The University of Oregon is planning a state-of-the-art sports science and performance complex to be named after its first Heisman Trophy winner, Marcus Mariota, the school’s athletic website said.

If approved by the school’s Board of Trustees, construction would begin on the "Marcus Mariota Sports Performance Complex" in January and be financed by a gift from Nike founder Phil Knight and his wife, Penny.

Completion would be targeted for Sept. 16, 2016.

"Marcus is the epitome of a student-athlete, and the Marcus Mariota Sports Performance Complex will be an outstanding tribute to his legacy, " UO athletic director Rob Mullens said in a statement on the website.

Mariota, a Saint Louis School alum, graduated from Oregon in December with a degree in General Sciences and was taken by the Tennessee Titans as the second overall pick of the 2015 NFL Draft. 

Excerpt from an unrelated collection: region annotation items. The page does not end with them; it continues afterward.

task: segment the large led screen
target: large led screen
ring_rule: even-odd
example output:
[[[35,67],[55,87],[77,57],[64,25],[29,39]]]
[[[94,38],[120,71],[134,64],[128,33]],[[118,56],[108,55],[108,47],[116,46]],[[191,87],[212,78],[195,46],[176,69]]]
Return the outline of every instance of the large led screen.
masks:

The school said equipment in the facility would include "3D motion capture technology, to replace the subjective ‘functional movement screen’ that Oregon and other athletic departments use to measure things like range of motion and identify possible inefficiencies." A neurocognitive center would help in part diagnose and treat concussion symptoms, the school said.

UO director of athletic medicine Dr. Greg Skaggs, who joined two of the fact-finding trips, one that took him to NASA as well several sports science institutes in the United States and Australia, said, "The facility is really based on trying to objectively measure things we currently measure subjectively, as well as provide resources we currently don’t have that we know are important for recovery."